The [street] lamps glowed like tangerine baloons let loose in the soft haze, and in their light the eithteenth-century facade of the old Moscow university shown brightly, as dramatic an familiar as the stage sset of some stately, stale play. 

And on the same page. . .

…the elegant perfume of tonight…numerous layers of other fading scents which had accumulated over time in the backseat…like so many sweet, barely discernible ghosts of past outings. 

   This last passage indicates how important olfactory matters are to Grushin. The text is full of the smells of her characters and their surroundings. Probably no one I’ve read outside of Louise Erdrich creates environments so full of smells.

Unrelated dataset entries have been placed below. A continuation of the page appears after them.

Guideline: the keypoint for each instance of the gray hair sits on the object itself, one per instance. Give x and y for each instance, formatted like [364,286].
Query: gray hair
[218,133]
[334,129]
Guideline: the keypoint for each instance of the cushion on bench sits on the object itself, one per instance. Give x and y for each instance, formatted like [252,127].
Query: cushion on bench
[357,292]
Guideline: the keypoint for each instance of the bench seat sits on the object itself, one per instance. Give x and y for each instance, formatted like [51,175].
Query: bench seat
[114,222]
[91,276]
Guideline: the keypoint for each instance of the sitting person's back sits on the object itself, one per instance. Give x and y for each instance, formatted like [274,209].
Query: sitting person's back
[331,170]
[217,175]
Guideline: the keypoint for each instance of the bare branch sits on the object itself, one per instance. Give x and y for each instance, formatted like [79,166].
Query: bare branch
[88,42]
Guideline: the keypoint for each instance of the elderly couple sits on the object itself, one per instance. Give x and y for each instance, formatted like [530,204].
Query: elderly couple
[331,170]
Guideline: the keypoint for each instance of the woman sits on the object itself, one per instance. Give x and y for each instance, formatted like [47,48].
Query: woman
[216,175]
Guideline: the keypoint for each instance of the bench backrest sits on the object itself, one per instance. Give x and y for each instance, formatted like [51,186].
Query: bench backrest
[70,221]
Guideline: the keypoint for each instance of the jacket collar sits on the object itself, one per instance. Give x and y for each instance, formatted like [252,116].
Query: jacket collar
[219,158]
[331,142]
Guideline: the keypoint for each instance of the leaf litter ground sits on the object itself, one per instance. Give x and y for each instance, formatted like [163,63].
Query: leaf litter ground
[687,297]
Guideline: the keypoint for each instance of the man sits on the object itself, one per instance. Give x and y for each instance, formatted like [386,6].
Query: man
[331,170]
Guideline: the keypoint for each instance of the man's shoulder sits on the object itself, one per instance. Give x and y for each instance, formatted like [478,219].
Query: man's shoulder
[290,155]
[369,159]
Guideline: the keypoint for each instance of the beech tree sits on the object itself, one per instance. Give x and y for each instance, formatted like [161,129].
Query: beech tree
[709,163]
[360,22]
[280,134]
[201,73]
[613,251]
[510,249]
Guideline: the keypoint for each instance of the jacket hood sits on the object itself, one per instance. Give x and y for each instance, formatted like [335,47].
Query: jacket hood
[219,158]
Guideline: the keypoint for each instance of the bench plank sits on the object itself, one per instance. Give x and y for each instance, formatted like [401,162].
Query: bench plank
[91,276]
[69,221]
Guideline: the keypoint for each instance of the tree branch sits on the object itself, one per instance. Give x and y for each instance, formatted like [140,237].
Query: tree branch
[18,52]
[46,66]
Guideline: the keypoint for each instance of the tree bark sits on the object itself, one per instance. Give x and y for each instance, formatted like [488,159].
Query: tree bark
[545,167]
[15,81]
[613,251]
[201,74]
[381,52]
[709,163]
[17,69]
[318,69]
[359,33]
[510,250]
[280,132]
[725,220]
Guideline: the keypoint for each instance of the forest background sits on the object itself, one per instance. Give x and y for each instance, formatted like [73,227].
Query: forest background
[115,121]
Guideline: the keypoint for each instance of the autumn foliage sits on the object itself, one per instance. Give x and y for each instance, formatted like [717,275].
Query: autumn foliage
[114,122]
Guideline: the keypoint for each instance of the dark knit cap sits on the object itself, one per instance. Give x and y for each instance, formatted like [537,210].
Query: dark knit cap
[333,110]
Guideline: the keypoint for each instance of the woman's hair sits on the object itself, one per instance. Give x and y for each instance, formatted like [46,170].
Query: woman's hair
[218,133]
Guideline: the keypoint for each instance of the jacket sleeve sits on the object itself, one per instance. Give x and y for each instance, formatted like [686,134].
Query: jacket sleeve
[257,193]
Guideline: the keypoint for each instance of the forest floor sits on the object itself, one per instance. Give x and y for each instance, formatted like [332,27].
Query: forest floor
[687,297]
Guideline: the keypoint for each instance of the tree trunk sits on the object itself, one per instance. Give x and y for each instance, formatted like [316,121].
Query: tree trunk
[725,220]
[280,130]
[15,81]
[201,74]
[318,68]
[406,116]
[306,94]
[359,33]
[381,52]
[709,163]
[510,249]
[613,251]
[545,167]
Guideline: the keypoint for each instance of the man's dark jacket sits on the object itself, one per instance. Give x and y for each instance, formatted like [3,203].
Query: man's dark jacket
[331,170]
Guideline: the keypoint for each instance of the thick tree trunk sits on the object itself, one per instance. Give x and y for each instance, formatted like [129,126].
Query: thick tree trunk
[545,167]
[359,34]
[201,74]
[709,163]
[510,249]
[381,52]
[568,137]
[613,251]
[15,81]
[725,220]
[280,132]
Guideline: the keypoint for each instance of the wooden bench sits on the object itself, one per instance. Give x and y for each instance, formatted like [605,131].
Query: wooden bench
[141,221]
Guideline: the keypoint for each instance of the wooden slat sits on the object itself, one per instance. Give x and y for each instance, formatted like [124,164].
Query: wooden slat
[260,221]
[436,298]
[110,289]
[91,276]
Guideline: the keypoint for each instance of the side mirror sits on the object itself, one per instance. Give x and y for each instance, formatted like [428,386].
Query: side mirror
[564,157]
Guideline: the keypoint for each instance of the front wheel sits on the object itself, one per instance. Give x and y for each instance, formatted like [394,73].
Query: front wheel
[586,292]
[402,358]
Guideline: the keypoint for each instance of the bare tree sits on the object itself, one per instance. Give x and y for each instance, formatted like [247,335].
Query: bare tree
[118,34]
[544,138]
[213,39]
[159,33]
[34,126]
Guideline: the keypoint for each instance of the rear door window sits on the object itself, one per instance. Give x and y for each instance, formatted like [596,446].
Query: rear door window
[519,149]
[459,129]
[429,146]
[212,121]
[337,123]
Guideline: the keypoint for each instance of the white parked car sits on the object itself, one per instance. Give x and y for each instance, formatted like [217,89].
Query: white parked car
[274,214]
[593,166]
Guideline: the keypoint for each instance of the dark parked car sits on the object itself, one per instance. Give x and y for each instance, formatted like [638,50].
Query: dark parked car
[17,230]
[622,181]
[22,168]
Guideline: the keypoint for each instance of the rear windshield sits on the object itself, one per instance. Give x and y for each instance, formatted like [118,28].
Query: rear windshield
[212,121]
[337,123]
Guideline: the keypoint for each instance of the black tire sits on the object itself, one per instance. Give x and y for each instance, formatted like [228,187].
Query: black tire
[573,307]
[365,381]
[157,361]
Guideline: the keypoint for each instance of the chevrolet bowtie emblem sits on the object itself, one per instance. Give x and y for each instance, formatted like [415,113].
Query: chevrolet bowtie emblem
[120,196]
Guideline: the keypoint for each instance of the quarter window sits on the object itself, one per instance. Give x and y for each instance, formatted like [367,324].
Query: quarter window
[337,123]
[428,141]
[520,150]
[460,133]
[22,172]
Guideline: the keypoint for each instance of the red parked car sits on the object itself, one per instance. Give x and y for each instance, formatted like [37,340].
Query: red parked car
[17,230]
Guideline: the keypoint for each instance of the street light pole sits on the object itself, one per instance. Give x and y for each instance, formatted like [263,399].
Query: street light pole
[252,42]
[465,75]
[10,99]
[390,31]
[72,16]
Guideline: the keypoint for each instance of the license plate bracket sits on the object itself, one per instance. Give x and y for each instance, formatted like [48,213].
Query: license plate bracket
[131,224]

The novel as whole is a fascinating exploration of the disintegration of a man and a system of thought, politics and art. Without giving too much of the plot away, I can say that the protagonist’s career parallels the rise and fall of socialistic realism in Russia. There’s a great deal of talk about the corruption of surrealistic art, about the necessity of art to serve society rather than mock or alienate it. The action of the book centers around the betrayal of passion and principle–both for an artist and for a society–that such attitudes involve.

As the title announces, we’re inside the protagonist’s mind a great deal, some of the time in memory, some in dreams. Grushin deftly slips back and forth from third to first person so that we’re carried from observing a fantasy or memory to participating in it. Sometimes, it gets tedious. Oh, now we’ve had the present action which we predictably will trigger a memory, which just as predictably will trigger a dream. Yet, sequences build revelations and discoveries which create significant impact for the denouement. As the dream life builds, Sukhanov’s outer life deteriorates. It would be unkind to reveal the ways and reasons for the disintegration to those who might want to read the novel, so I’ll just state the fact of it and let be.

Skillful as Sukhanov is, however, it added up to a disappointment for me. For one thing it took some effort to stick with it. Nothing that I would call a crisis occurred until after the first 150 pages. I don’t think I’m limited to shoot ‘em up’s, but I do like things to happen in a book. Also, the process of event-to-memory-to-dream sequence got transparent after a while. Too, Sukhanov is not a sympathetic character. He’s unlikable be design, which is fine, but I often didn’t even find him interesting. I was often more interested in his family than him and glad for interludes that included them so I could get out his mind.

All in all, a good try at a tough task, but without thrilling results.